— Genetic mugshots
A private-vs-public debate may define the future of health care
“ORDER. SPIT. DISCOVER.” That’s a winning tagline for the DNA testing kit ‘23andme’, a product so popular it has made the top five of Amazon’s best-selling products.
It’s also an approach ushering in a new era of personalised medicine. In theory, having your DNA read from a simple saliva sample could be like gazing into a medical crystal ball. It will list the diseases you are predisposed to, help you prevent them or guide you to the best treatment if you already have them.
For instance, let’s say you’re a woman and your test shows you carry the deadly version of the breast cancer gene BRCA1. You might have a mastectomy, as Angelina Jolie did. Or not. Not every BRCA1 mutation is equally deadly, and it also depends on what other genes you carry.
Big data is required to truly realise the vision of personalised medicine. We need to contribute our genetic information and medical histories to databases, whose daunting complexity researchers try to decode – increasingly with the aid of machine-learning algorithms.
The deal breaker is genetic privacy. Those databases must be hack-proof if we want to prevent unscrupulous insurance companies or employers from lifting a person’s genetic secrets. The current standard is to de-identify genetic and medical information so there are no linked names or other clues that might be crossreferenced to trace identity.
In September 2017 a startling paper in the journal PNAS suggested genetic privacy could no longer be guaranteed. The authors were from Human Longevity Inc. (HLI), led by its founder Craig Venter, who was one of the scientists famous for reading the human genome in 2001.
HLI claimed it deployed a very smart machine-learning algorithm to reconstruct a person’s face, with 80% accuracy, from a tract of their genetic code. Yes, really, a genetic mugshot. Throw in facial recognition software and the ubiquitous Facebook profile and HLI might have a dealt a coup de gras to genetic privacy.
The result was mind-bending, the scientific blowback swift.
Within days, Yaniv Erlich, a Columbia University computational biologist, challenged the predictive power of the HLI algorithm. Former HLI employee Jason Piper, a co-author on the paper, went further by distancing himself from its conclusions on Twitter and accusing Venter of crafting a result aimed at keeping genetic data in private hands.
Piper’s logic: highlighting the potential to put a face to the genes in a public database may lead to the proposition that guaranteed anonymity requires keeping DNA in the shrouded servers of private companies, such as HLI, which stand to gain plenty.
How believable is the science? While perhaps not ready for centre stage, it would appear to be hovering in the wings.
“Can DNA from a scene-of-crime semen sample give a picture of what a rapist looks like? As of now, probably not; as of three years from now, probably yes,” says Bob Williamson, honorary professor at Melbourne’s Murdoch Children’s Research Institute.
The obvious concern is that the rise and rise of machine learning could ring the death knell for genetic data sharing.
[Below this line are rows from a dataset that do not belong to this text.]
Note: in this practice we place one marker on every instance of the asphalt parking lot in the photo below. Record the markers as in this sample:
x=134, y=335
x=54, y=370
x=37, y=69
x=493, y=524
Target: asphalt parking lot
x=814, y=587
However, science is racing to find a solution in what is akin to a technological arms race.
US researchers recently showed a technique called “genome cloaking” that can conceal most of the genetic code, revealing only a small subset of interest to researchers. The true game changer, though, could be block chain encryption. Sydney’s Garvan institute, for one, has signed tech startup E-nome to secure more than 15,000 patient DNA data sets with the technology.
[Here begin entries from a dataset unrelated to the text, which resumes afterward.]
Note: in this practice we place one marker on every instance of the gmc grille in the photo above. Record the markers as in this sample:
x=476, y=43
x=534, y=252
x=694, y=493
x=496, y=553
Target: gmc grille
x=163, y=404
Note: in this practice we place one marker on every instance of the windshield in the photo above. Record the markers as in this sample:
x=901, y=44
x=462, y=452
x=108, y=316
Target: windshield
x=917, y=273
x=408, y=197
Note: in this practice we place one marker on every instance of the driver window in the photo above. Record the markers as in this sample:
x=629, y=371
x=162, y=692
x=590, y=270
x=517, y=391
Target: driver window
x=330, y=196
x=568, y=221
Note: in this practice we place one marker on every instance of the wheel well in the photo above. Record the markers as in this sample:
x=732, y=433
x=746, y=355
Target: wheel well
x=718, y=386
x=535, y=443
The stakes are high. In recent months, Australian authorities have published no fewer than three reports about the benefits of precision medicine. The US National Institutes of Health aims to sequence a million genomes by 2020.
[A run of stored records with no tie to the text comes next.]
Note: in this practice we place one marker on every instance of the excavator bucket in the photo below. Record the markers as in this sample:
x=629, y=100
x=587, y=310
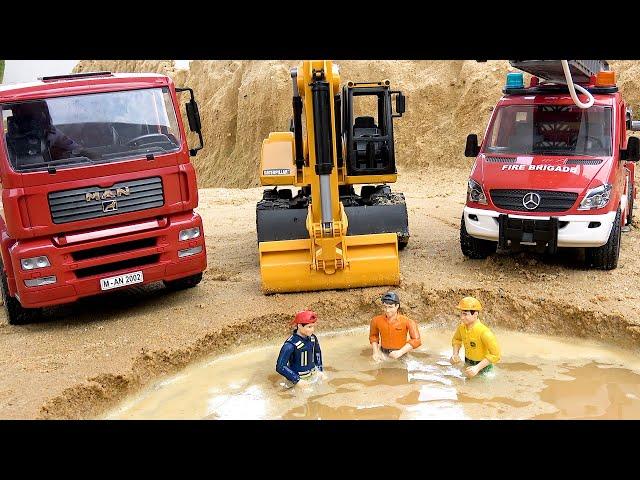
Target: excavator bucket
x=287, y=265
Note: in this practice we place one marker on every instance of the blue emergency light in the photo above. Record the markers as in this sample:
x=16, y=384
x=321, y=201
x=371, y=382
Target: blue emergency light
x=515, y=80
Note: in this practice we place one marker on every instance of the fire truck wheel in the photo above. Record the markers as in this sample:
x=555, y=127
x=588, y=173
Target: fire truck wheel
x=474, y=247
x=606, y=256
x=182, y=283
x=16, y=314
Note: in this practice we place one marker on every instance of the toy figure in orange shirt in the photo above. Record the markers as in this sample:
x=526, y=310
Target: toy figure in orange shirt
x=388, y=332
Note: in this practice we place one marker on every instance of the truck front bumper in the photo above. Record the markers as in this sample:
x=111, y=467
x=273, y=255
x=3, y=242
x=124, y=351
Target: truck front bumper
x=80, y=259
x=572, y=230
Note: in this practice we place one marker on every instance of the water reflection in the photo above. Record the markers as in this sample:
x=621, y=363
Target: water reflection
x=551, y=378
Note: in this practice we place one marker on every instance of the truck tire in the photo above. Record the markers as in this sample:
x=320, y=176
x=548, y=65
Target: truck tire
x=183, y=283
x=606, y=256
x=475, y=248
x=16, y=313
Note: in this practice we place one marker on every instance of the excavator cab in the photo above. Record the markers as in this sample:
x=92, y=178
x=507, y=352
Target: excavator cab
x=369, y=135
x=325, y=235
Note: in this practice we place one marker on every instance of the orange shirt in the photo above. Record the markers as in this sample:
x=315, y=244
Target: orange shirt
x=394, y=335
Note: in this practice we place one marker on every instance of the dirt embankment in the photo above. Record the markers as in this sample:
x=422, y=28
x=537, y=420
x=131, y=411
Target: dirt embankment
x=242, y=101
x=85, y=357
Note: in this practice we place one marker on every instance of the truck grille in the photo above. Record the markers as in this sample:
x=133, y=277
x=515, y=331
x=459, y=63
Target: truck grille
x=549, y=201
x=95, y=202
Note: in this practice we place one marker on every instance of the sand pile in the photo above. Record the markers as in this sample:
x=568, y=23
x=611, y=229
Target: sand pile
x=242, y=101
But the real action may well lie to our north; China has funded its own precision medicine juggernaut to the tune of US$9 billion. It will team public and private sectors and, on one estimate, sequence 100 million genomes by 2030.
With that vast database, China could nail many of precision medicine’s problems – such as the spectrum of cancer risk from the BRCA1 gene – at least for its own population.
Will China share its intelligence with the rest of us? How will the Chinese program navigate the public-private debate? As it all plays out, the world’s scientists and ethicists will be paying very close attention.
Machine learning could ring the death knell for genetic data sharing.